Opinion: Article’s intent was educating farmers, creditors

Buckeye Farm News 

The Nov. 13, 2008, Buckeye Farm News contained a story that reported on two recent Ohio Supreme Court decisions that could affect farmers. One court decision involved a farmer and his co-op and determined how much interest the co-op could charge on an open account without a written agreement. The Ohio Supreme Court held that the co-op could charge only the statutory rate of interest unless there was a written agreement with the farmer requiring a higher rate. The court further held that it was illegal to charge interest on interest.
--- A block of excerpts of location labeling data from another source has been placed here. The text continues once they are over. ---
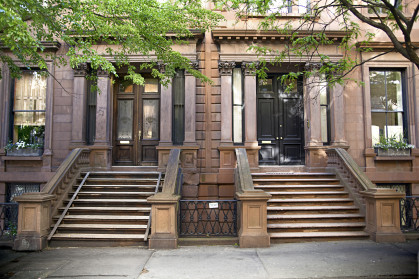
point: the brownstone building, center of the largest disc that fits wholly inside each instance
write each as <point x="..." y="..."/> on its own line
<point x="288" y="137"/>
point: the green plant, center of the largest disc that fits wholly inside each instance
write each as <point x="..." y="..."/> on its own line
<point x="393" y="142"/>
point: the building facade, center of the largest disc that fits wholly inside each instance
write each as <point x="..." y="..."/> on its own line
<point x="132" y="127"/>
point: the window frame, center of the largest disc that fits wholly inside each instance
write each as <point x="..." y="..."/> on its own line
<point x="242" y="105"/>
<point x="386" y="111"/>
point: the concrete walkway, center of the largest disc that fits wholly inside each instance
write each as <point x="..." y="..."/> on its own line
<point x="345" y="259"/>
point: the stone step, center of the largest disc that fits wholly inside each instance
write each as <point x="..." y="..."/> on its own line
<point x="316" y="225"/>
<point x="342" y="234"/>
<point x="98" y="236"/>
<point x="102" y="226"/>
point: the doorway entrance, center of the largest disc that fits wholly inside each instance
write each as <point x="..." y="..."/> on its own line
<point x="136" y="123"/>
<point x="280" y="122"/>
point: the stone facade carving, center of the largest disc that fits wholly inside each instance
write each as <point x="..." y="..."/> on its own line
<point x="226" y="68"/>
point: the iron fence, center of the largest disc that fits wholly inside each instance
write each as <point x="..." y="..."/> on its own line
<point x="409" y="209"/>
<point x="8" y="220"/>
<point x="208" y="218"/>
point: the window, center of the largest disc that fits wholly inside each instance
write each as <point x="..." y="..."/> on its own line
<point x="91" y="113"/>
<point x="178" y="87"/>
<point x="238" y="106"/>
<point x="325" y="113"/>
<point x="28" y="107"/>
<point x="17" y="189"/>
<point x="388" y="117"/>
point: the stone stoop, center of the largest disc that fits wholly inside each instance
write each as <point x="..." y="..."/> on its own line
<point x="110" y="210"/>
<point x="309" y="207"/>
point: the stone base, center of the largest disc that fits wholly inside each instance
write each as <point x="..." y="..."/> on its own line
<point x="29" y="243"/>
<point x="162" y="243"/>
<point x="388" y="237"/>
<point x="254" y="241"/>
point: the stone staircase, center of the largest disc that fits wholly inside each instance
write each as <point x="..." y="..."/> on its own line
<point x="309" y="206"/>
<point x="110" y="210"/>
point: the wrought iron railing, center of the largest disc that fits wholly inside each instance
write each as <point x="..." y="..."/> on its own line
<point x="8" y="220"/>
<point x="409" y="211"/>
<point x="208" y="218"/>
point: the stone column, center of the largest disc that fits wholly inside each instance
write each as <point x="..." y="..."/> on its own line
<point x="250" y="105"/>
<point x="34" y="221"/>
<point x="190" y="105"/>
<point x="78" y="132"/>
<point x="102" y="147"/>
<point x="337" y="113"/>
<point x="166" y="113"/>
<point x="226" y="73"/>
<point x="253" y="219"/>
<point x="383" y="215"/>
<point x="312" y="105"/>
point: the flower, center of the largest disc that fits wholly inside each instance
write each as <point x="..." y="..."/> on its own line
<point x="393" y="142"/>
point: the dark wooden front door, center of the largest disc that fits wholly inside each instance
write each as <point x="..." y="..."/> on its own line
<point x="280" y="122"/>
<point x="136" y="123"/>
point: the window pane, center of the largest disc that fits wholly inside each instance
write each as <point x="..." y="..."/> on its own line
<point x="324" y="130"/>
<point x="378" y="90"/>
<point x="265" y="86"/>
<point x="150" y="119"/>
<point x="394" y="91"/>
<point x="151" y="85"/>
<point x="237" y="124"/>
<point x="125" y="110"/>
<point x="237" y="87"/>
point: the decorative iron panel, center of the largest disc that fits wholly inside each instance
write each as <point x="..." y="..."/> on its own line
<point x="409" y="209"/>
<point x="208" y="218"/>
<point x="8" y="220"/>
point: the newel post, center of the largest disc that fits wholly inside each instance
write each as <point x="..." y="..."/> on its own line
<point x="164" y="207"/>
<point x="383" y="215"/>
<point x="33" y="221"/>
<point x="253" y="219"/>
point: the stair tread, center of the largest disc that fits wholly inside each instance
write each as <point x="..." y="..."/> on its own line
<point x="301" y="186"/>
<point x="319" y="234"/>
<point x="98" y="236"/>
<point x="108" y="208"/>
<point x="315" y="225"/>
<point x="314" y="216"/>
<point x="309" y="193"/>
<point x="102" y="226"/>
<point x="110" y="200"/>
<point x="312" y="200"/>
<point x="325" y="207"/>
<point x="105" y="217"/>
<point x="116" y="193"/>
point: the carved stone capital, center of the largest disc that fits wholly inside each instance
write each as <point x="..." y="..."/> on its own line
<point x="162" y="67"/>
<point x="81" y="70"/>
<point x="194" y="65"/>
<point x="102" y="73"/>
<point x="226" y="68"/>
<point x="249" y="68"/>
<point x="309" y="66"/>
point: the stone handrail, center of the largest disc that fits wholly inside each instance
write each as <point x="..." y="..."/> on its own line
<point x="350" y="174"/>
<point x="243" y="177"/>
<point x="66" y="174"/>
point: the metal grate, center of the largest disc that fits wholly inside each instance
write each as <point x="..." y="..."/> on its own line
<point x="208" y="218"/>
<point x="8" y="220"/>
<point x="409" y="209"/>
<point x="17" y="189"/>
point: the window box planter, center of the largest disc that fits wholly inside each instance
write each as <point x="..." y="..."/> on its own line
<point x="392" y="152"/>
<point x="23" y="152"/>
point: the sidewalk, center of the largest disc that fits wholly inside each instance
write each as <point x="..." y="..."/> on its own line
<point x="344" y="259"/>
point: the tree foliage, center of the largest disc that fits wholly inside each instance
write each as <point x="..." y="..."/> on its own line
<point x="359" y="21"/>
<point x="123" y="27"/>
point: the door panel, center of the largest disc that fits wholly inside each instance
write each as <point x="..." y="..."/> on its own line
<point x="280" y="123"/>
<point x="136" y="123"/>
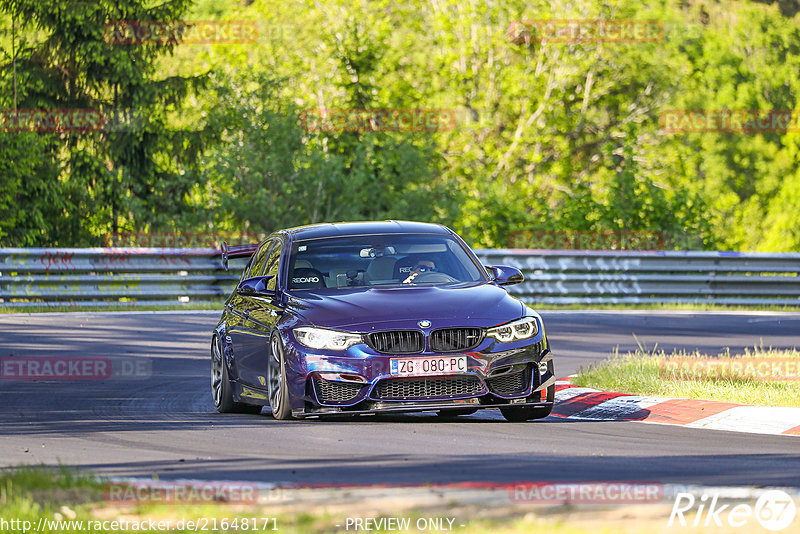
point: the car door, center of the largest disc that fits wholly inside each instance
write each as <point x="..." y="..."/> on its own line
<point x="258" y="315"/>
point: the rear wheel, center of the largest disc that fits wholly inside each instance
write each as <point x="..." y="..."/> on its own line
<point x="276" y="373"/>
<point x="221" y="388"/>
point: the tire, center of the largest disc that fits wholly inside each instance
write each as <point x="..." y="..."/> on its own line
<point x="221" y="390"/>
<point x="276" y="380"/>
<point x="447" y="414"/>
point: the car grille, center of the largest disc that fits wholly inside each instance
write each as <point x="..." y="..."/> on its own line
<point x="397" y="341"/>
<point x="455" y="339"/>
<point x="331" y="391"/>
<point x="510" y="383"/>
<point x="420" y="388"/>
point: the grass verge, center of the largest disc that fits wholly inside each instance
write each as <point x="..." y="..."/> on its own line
<point x="736" y="378"/>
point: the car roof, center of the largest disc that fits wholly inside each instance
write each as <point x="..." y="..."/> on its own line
<point x="312" y="231"/>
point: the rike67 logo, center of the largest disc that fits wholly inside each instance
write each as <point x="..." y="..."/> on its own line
<point x="774" y="510"/>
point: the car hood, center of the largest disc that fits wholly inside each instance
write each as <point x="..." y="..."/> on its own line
<point x="474" y="304"/>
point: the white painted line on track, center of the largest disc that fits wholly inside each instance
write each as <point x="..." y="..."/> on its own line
<point x="752" y="419"/>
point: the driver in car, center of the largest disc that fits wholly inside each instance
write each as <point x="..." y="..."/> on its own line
<point x="422" y="266"/>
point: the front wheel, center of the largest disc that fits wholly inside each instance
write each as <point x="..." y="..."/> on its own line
<point x="276" y="372"/>
<point x="221" y="388"/>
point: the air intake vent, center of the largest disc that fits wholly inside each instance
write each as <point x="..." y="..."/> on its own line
<point x="455" y="339"/>
<point x="515" y="382"/>
<point x="422" y="388"/>
<point x="332" y="391"/>
<point x="397" y="341"/>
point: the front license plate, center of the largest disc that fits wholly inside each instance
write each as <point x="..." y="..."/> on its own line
<point x="428" y="366"/>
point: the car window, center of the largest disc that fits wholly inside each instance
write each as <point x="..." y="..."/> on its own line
<point x="273" y="265"/>
<point x="380" y="260"/>
<point x="260" y="259"/>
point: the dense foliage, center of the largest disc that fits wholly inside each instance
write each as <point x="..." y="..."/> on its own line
<point x="558" y="136"/>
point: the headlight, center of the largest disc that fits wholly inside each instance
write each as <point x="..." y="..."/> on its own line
<point x="322" y="338"/>
<point x="515" y="330"/>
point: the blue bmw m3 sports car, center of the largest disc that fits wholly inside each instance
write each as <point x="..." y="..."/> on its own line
<point x="374" y="317"/>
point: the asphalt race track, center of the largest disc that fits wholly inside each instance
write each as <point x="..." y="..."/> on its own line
<point x="165" y="424"/>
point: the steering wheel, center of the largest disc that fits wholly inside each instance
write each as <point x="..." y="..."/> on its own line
<point x="433" y="277"/>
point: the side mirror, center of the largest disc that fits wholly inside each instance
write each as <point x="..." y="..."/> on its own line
<point x="506" y="276"/>
<point x="256" y="285"/>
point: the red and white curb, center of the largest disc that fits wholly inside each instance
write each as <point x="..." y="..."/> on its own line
<point x="585" y="403"/>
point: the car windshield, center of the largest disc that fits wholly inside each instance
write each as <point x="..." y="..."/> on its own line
<point x="380" y="260"/>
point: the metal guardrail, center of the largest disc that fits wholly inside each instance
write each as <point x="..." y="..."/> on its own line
<point x="154" y="276"/>
<point x="648" y="277"/>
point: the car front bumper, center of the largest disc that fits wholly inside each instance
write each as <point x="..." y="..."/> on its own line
<point x="359" y="382"/>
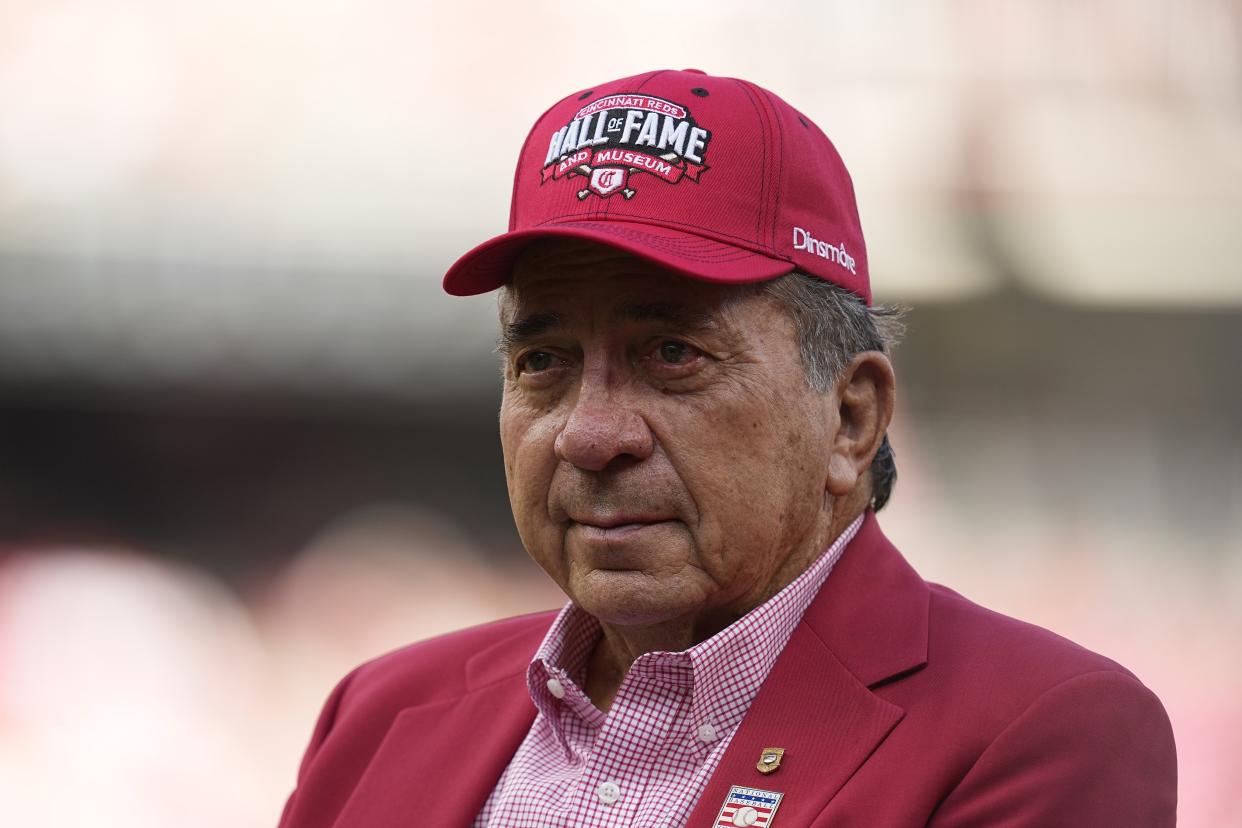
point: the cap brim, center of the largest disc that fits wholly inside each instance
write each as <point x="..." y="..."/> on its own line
<point x="491" y="265"/>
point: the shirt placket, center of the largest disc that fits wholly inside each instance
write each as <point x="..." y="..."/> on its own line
<point x="646" y="716"/>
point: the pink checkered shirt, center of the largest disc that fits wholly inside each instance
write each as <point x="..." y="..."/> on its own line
<point x="648" y="759"/>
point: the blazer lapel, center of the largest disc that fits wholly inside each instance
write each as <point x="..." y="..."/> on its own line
<point x="867" y="626"/>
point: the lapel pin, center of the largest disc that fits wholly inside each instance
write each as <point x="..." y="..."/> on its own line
<point x="748" y="808"/>
<point x="769" y="760"/>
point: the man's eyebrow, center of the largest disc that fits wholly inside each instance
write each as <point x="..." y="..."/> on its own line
<point x="527" y="328"/>
<point x="670" y="313"/>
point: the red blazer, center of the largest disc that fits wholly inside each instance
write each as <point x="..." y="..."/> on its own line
<point x="898" y="703"/>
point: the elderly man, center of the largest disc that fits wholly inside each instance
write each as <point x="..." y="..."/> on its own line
<point x="697" y="392"/>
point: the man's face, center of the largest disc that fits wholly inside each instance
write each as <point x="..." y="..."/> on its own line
<point x="665" y="454"/>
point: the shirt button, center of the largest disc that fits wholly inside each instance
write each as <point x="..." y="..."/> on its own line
<point x="609" y="792"/>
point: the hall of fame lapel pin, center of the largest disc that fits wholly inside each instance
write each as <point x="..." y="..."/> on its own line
<point x="769" y="760"/>
<point x="748" y="808"/>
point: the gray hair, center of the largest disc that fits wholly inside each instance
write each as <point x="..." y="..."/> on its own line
<point x="834" y="325"/>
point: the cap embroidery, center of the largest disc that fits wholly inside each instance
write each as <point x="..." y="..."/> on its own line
<point x="835" y="253"/>
<point x="620" y="134"/>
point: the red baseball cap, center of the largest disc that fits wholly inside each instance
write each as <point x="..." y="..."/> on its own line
<point x="712" y="178"/>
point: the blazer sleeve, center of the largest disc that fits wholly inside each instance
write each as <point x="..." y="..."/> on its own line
<point x="323" y="726"/>
<point x="1094" y="750"/>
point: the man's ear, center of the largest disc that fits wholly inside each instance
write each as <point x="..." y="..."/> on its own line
<point x="865" y="395"/>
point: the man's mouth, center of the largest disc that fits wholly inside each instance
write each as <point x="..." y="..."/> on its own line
<point x="616" y="526"/>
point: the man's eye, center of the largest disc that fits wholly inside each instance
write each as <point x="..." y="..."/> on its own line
<point x="675" y="353"/>
<point x="535" y="361"/>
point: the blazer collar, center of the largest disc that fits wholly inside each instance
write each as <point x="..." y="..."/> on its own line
<point x="868" y="625"/>
<point x="872" y="612"/>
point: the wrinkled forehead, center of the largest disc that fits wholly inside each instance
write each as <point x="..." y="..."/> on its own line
<point x="574" y="277"/>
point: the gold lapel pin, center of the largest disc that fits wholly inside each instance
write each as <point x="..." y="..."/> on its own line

The article was written to provide information and education to farmers and creditors alike. It was not intended to
portray the co-op industry in a negative light. It just so happened that the court case involved a farmer and a co-op, but the legal principle applies to anyone extending credit, including lawyers, contractors, feed mills or anyone else the farmer does business with.

Farmers need co-ops. Co-ops provide a needed and valuable service. In these uncertain economic times, with fuel and fertilizer prices fluctuating wildly, the co-ops may find themselves in unique situations. Perhaps the long-time customer who promptly paid his account finds that he now needs credit.
If such is the case, farmers should not be surprised when the local co-op requests a new signed agreement. The co-op is merely trying to comply with the law as stated by the Ohio Supreme Court.


Lynn Snyder 

Lynn Snyder is senior director of communications for Ohio Farm Bureau.